World Trip

Trainhopping

July 7, 2005

I got up really early this morning and headed off to see the Madonna. Once again, words fail me. The chapel and the churches and the whole cloister ground is really something one has to experience themselves, even purely from the cultural perspective is you are not religious.

Later in the morning I headed to the train station to catch a train for Warsaw. Ticket in hand, I waited for the train to arrive. it arrived a few minutes early, which is quite unusual for Polish trains. I confirmed that this was the right train with two girls also heading the same way and we all got on. The crackly announcer voice confirmed this by saying something barely discernable about Warsaw. It took off immediately. Something did not feel right. The trains never leave early, and this one did by about five minutes. It also did not feel like an express train. It had a shoddier than usual interior more characteristic of local trains. After twenty seconds of nervous deliberation the three of us came to a conclusion that this was not the train for Warsaw. We considered hopping out a window, but they were too small. The emergency brake seemed like a plausible option. By a stroke of luck, it stopped after going a few hundred feet all on its own, and we were still within sight of the platform. We tugged at the door, which did not want to open, and somehow managed to pry it. We got out onto the train tracks, crossed a few sets, and crawled onto the platform just as the real Warsaw train was pulling up on the opposite track.


Got to Warsaw and got in touch with Asia (not like the continent but like "ah-sha") who was letting me stay at her apartment. I had a few hours to kill before she got out of work, so I ate a late lunch and started my visa process.

I was hoping for smooth sailing by simply walking into an Orbis travel agency and asking them to take care of the visas for me. No go. They only will do it if you buy a whole vacation package from them, and I have no need for that. So I am going to have to do it the hard way.

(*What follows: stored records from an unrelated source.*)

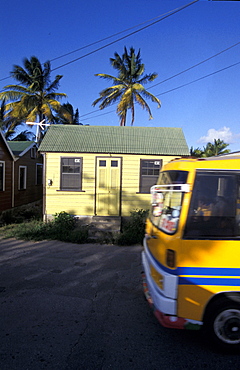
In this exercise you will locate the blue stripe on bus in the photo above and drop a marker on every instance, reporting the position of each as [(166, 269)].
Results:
[(210, 271), (208, 281), (199, 271)]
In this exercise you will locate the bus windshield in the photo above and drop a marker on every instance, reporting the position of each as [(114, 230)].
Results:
[(167, 198)]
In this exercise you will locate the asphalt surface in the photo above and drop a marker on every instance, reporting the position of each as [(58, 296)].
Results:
[(67, 306)]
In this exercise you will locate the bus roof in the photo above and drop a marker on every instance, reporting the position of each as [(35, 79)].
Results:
[(223, 162)]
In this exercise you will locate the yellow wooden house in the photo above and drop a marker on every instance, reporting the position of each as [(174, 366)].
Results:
[(104, 170)]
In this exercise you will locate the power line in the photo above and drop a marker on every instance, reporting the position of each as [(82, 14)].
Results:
[(195, 65), (164, 16), (124, 37), (168, 91), (198, 79), (108, 37)]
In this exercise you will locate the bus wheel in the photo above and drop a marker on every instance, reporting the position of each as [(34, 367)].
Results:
[(223, 325)]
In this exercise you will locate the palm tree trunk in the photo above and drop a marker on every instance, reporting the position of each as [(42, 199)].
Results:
[(123, 118), (133, 113)]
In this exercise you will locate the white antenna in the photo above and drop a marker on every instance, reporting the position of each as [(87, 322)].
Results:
[(38, 124)]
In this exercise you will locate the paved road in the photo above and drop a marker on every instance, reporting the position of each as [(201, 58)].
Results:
[(69, 307)]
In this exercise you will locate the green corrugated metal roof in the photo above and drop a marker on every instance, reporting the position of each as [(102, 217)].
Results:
[(115, 139), (17, 147)]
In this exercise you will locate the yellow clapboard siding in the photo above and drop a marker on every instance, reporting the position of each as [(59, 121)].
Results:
[(82, 203)]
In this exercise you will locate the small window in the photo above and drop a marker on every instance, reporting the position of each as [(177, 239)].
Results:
[(33, 152), (149, 172), (114, 163), (39, 174), (22, 178), (102, 163), (71, 174), (2, 176)]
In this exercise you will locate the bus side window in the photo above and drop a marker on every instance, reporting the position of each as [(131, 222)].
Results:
[(213, 207)]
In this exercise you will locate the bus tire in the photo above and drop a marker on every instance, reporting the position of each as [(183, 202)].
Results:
[(222, 325)]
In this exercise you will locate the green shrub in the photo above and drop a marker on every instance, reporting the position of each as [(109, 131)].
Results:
[(133, 229), (20, 214)]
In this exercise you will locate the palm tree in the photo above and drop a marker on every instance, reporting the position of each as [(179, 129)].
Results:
[(216, 148), (128, 86), (36, 99), (197, 152), (8, 124), (67, 115), (24, 136)]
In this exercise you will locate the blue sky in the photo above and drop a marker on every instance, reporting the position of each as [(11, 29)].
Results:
[(206, 109)]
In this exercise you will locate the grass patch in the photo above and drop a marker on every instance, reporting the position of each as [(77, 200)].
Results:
[(133, 229), (61, 228)]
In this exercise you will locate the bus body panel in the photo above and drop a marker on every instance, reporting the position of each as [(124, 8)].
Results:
[(204, 269)]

I found an internet cafe and ordered my invitation with the processing fee (initial bribe). Next in the process is filling out a lengthy application and paying the fee (second bribe, albeit smaller for Polish passport holders than American ones) for obtaining the visa. Hopefully I will not have to do any intermediate bribing for expediting, smoothing over wrinkles such as not having a return ticket or booked accommodations. If luck has its way, in no time I will be paying the final bribe for an OVIR registration shortly after my arrival in St. Petersburg.

Asia picked me up and dropped me off at her apartment. We went shopping and hung out for a while. Eventually she headed home and I have a normal place to stay a night. No need to share a room with 15 other people. No need to knock on the bathroom door to make sure no one else is using it. I took the longest bath ever and now am going to sleep to prepare for the weekend.